How I Find Hope With PTSD Despite Being Constantly Afraid
Editor's Note
If you experience suicidal thoughts, the following post could be potentially triggering. You can contact the Crisis Text Line by texting “START” to 741741.
When I was diagnosed with post-traumatic stress disorder (PTSD), I discovered I’m not afraid of my mortality. Rather, I’m terrified by my ability to endure. I’m afraid of my ability to endure fear beyond what I knew was possible. To endure relentless tidal waves of loss and pain and uncertainty and trauma and grief that leave me unable to catch my breath. That leave me wondering what this world is and whether it’s worth fighting for in its painful incomprehensibility. Where the only certainty some days seems to be terror and struggle. I’m terrified to endure so far beyond what I knew was survivable that when I am granted the grace to catch my breath, I no longer know how to live.
Living with PTSD is feeling afraid of everything, and it wears and exhausts and corrodes. I walk around carrying fear in my body —echoed manifestations of terrifying memories, embodiments of loss and such grief and wisdom I’m still learning how to live with.
I’m afraid of the resilience of the human spirit; our ability to endure the unbearable without a choice.
I’m afraid I’m ultimately powerless to control what truly matters.
I’m afraid I’ll never be able to explain to anyone what’s unfolded in my life.
I’m afraid of the seeming choice between having friends and being my true self.
I’m afraid of being entirely alone.
I’m afraid I’ll never be able to forgive myself.
I’m afraid because everything still seems so hard. Why is life this hard for me?
I’m afraid that I’m unworthy of this life I’ve been given.
But most of all, I’m afraid I don’t know how to live anymore. With all these feelings, all these memories, all this struggle and loss and love and re-becoming.
And so, I’m more exhausted. I trust my body less. I’m unsurprised by the worst. I anticipate trauma. I cry more and sometimes the tears feel constant.
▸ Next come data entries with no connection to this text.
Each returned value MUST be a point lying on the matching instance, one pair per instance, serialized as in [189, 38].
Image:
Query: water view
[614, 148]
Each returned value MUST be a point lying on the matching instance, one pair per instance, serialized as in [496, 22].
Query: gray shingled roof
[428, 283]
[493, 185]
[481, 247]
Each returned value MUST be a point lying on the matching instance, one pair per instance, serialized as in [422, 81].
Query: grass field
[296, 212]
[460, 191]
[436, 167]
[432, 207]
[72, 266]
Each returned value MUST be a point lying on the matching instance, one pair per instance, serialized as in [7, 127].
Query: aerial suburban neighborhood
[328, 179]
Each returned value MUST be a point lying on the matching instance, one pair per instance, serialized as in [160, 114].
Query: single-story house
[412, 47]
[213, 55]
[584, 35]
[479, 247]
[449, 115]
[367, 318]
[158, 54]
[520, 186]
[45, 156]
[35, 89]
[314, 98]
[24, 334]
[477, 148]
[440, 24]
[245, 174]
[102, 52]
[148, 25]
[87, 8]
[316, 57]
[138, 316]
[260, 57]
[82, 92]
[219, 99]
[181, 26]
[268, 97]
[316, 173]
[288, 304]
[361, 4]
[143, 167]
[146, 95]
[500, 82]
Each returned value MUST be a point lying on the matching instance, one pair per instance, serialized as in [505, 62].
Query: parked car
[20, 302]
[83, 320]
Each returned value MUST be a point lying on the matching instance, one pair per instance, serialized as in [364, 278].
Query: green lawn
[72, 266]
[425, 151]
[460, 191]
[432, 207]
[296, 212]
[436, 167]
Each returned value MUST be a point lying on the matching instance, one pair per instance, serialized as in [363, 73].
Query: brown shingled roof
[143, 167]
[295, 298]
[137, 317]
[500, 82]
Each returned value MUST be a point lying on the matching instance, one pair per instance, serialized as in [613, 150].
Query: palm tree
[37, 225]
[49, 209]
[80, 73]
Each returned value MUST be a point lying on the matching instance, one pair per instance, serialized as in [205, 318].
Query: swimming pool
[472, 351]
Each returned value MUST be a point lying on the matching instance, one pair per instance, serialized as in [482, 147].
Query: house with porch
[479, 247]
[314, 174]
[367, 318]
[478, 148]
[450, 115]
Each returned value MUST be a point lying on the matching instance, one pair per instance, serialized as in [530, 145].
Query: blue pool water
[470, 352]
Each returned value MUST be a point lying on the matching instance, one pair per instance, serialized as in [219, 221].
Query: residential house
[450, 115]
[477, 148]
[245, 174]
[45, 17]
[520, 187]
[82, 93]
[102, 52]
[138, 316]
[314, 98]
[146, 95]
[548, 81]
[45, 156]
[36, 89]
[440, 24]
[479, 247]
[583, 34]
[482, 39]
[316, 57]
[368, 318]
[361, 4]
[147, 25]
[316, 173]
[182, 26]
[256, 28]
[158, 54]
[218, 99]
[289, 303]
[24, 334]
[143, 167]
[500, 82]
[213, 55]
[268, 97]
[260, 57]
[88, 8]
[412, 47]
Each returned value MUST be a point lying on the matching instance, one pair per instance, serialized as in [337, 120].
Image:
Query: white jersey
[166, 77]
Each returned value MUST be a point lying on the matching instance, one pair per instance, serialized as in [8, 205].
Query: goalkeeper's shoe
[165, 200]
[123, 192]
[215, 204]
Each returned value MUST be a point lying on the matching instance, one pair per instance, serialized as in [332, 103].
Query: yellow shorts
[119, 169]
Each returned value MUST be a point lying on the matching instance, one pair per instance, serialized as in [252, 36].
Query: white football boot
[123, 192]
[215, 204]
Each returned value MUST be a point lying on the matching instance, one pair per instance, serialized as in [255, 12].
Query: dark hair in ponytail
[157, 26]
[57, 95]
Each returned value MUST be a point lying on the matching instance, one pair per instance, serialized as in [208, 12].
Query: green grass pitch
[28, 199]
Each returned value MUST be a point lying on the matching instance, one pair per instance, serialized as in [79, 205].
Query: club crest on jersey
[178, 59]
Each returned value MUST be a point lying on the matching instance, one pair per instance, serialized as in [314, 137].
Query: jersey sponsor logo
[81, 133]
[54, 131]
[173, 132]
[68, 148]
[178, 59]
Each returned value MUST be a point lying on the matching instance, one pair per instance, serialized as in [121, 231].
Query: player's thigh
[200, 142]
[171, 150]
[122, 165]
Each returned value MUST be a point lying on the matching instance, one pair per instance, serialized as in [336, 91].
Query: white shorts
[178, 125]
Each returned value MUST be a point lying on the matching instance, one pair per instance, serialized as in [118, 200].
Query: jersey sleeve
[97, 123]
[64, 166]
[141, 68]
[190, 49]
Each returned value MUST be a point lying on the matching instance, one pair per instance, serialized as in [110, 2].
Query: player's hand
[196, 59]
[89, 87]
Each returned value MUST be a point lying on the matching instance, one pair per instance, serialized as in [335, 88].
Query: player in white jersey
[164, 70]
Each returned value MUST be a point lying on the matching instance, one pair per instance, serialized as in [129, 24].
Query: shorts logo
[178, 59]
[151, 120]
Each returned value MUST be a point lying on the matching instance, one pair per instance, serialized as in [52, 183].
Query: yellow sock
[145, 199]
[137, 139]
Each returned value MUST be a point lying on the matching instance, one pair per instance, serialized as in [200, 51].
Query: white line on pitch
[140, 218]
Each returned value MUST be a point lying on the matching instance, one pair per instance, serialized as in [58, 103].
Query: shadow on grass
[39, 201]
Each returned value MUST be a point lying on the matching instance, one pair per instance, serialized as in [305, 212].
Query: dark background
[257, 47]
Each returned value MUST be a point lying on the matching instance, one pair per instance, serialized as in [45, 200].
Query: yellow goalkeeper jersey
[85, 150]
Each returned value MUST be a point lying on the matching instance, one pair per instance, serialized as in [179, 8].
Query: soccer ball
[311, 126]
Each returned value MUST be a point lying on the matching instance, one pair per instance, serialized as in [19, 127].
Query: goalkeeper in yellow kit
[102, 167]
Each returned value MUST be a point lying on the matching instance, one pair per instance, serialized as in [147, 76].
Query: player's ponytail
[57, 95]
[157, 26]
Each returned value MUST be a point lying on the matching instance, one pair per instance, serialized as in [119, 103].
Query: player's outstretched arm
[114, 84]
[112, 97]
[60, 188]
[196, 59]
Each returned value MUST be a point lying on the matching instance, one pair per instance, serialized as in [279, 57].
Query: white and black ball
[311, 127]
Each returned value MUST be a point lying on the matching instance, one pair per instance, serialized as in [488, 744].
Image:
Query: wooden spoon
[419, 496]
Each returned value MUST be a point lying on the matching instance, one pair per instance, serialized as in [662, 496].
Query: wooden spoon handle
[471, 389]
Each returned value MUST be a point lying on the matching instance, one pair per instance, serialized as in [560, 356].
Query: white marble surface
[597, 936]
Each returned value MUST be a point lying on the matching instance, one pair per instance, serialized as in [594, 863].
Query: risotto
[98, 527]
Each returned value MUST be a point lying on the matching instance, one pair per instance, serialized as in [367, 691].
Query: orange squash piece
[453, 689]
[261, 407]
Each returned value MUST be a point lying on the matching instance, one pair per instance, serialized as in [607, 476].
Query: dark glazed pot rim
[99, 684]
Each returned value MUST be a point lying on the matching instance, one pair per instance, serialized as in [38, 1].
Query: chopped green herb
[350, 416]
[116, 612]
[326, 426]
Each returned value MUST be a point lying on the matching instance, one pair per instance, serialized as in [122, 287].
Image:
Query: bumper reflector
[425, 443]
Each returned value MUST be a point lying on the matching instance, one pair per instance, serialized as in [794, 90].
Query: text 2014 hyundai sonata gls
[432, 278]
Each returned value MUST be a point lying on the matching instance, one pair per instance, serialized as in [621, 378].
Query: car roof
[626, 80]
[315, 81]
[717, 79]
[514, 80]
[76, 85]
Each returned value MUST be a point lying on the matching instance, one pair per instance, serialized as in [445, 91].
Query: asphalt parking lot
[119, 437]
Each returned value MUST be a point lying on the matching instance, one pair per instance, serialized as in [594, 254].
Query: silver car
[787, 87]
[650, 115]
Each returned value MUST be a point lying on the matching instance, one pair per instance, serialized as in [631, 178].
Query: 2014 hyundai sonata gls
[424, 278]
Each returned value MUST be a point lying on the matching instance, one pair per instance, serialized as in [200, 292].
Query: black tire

My mind creates rules that demand to be followed, exacting exhaustion or anxiety. I cannot be alone and yet it sometimes feels impossible to be around others.
So where have I found hope? In the darkest periods, I hoped and begged so many nights for all this pain to go away because I simply didn’t think I was strong enough. I felt like I was breaking. Sometimes I truly felt like I was dying. I wasn’t granted this wish.
But I think the wonder I’ve seen is my emerging capacity to hold all these emotions — grief, devastation, anger, terror, hope, joy, love — at once and to understand they’re not entirely contradictory.
So while I haven’t found a goodness that’s come into my life and taken away the pain or compensated for it, I have found more than enough goodness to live again, right here, at what once felt like the end of hope. Friends and family who have shown me the depth of their love by standing with me, even on my worst days. The strength I’ve seen in myself. The days I’m brave enough to go on a run or can laugh at a joke or feel the sun.
I share this because when I was first diagnosed, I thought the only hope toward healing was to “become OK” with events that were so irrevocably not OK. It made healing seem impossible, even undesirable. As much as I wanted to get better, I didn’t want it at the cost of pretending the worst events I could fathom were OK. Where I’ve found my healing instead is in grieving what happened while still experiencing goodness. I’m not able to do this every day, but the days I am are becoming more frequent. And that is where I find my hope.